AI Glossary - Everything You Need to Know About Artificial Intelligence
Your complete guide to AI terms, tools, and techniques in Swedish.
A
AGI (Artificial General Intelligence)
Artificial general intelligence – a hypothetical AI system that can perform any intellectual task at the same level as a human. Unlike today's narrow AI systems (which only do one thing well), AGI could learn and adapt to entirely new situations. We are not there yet.
AI Agent
An AI system that can independently perform tasks for you without constant guidance.

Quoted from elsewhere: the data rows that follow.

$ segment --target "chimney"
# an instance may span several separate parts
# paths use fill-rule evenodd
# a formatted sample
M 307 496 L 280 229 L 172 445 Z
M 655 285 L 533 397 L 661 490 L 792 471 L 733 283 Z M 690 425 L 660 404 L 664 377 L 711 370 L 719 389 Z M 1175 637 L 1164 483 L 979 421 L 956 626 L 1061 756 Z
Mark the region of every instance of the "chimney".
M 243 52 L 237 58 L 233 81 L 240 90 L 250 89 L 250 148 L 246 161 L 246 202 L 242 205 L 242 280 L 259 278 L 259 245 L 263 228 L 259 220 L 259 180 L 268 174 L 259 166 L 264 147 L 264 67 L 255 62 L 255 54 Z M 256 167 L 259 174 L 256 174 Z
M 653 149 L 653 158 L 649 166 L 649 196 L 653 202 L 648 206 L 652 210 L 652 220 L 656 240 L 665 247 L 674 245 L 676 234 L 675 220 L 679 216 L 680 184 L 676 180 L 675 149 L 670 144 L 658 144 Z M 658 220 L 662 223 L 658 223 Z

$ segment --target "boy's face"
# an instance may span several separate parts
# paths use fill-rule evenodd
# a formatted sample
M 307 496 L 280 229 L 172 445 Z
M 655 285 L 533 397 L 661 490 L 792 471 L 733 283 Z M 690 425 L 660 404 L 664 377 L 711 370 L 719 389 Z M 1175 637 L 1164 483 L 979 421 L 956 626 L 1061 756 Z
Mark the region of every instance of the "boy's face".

Think of a digital assistant that can schedule meetings, research information, write reports, and make decisions based on your goals. Examples: AutoGPT, AgentGPT.
→ Explore AI agents
API (Application Programming Interface)
A technical link that allows different programs to "talk" to each other. When you use ChatGPT via an app instead of the website, the app uses OpenAI's API. For developers who want to integrate AI into their own services.
Attention Mechanism
The technical core of modern language models that allows AI to "focus" on relevant parts of the text. This is why ChatGPT understands that "it" in the sentence "The car crashed into the tree, it was completely wrecked" refers to the car, not the tree.
B
Bias
When AI systems reflect or amplify human biases from training data. Example: A recruitment AI that favors male candidates because it was trained on historical data where mostly men were hired. Critical to understand and counteract.
BERT (Bidirectional Encoder Representations from Transformers)
Google's language model that revolutionized how AI understands context. Unlike older models, BERT reads sentences in both directions simultaneously, which provides better understanding. Used behind the scenes in Google Search.
C
ChatGPT
OpenAI's popular conversational AI that can write texts, answer questions, code, analyze, and much more. Uses GPT models (Generative Pre-trained Transformer) and has become synonymous with "talking to AI."
→ Test ChatGPT
Claude
Anthropic's AI assistant known for longer conversations, better security, and ability to manage large amounts of text. Often preferred by developers and companies who want more controllable AI.
→ Test Claude
Computer Vision
AI that can "see" and interpret images and video. Used for facial recognition, self-driving cars, medical diagnosis from X-rays, and quality control in factories.
→ See image analysis tools
Context Window
How much text an AI can "remember" at once. GPT-4 can handle ~128,000 tokens (about 300 pages), while older models could only handle a few sentences. Larger context = better understanding of long documents.
D
DALL-E
OpenAI's AI for image generation from text descriptions. Type "a cat in a spacesuit painting watercolor on Mars" and get a photorealistic image in seconds. Latest version (DALL-E 3) is integrated in ChatGPT Plus.
→ See image generation tools
Dataset
The collection of data that AI is trained on. A language model can be trained on billions of web pages, books, and conversations. The quality of the dataset determines how good the AI becomes – "garbage in, garbage out."
Deep Learning
A type of machine learning that uses neural networks with many layers (hence "deep"). This is the technology behind almost all modern AI – from language models to image generation to self-driving cars.
Diffusion Models
The technical method behind modern image generation tools like Midjourney and Stable Diffusion. Works by starting with noise and step by step "clearing" a picture that matches your prompt.
E
Embeddings
A way to convert words and sentences into mathematical representations (vectors) that AI can understand. Words with similar meanings get similar numbers. Therefore, AI understands that "dog" and "puppy" are related.
Emergent Behavior
When AI systems suddenly show abilities they weren't specifically trained for. Example: GPT-3 learned to translate languages even though it wasn't an explicit training goal. Both fascinating and somewhat unpredictable.
F
Few-Shot Learning
When AI can learn new tasks from just a few examples. Give ChatGPT 3 examples of how you want to format texts, and it can continue in the same style. Makes AI much more flexible.
Fine-tuning
Training an existing AI model further on specific data to make it better at something particular. You can fine-tune GPT-4 on your company documents to get an AI that "speaks like you."
→ See tools for fine-tuning
Foundation Model
Large, general AI models (like GPT-4, Claude, Gemini) trained on enormous amounts of data and can be adapted for thousands of different tasks. The foundation on which other AI applications are built.
G
Generative AI
AI that creates new content – text, images, video, music, code. Unlike traditional AI that only analyzes, generative AI can actually produce original material. ChatGPT, Midjourney, and Runway are examples.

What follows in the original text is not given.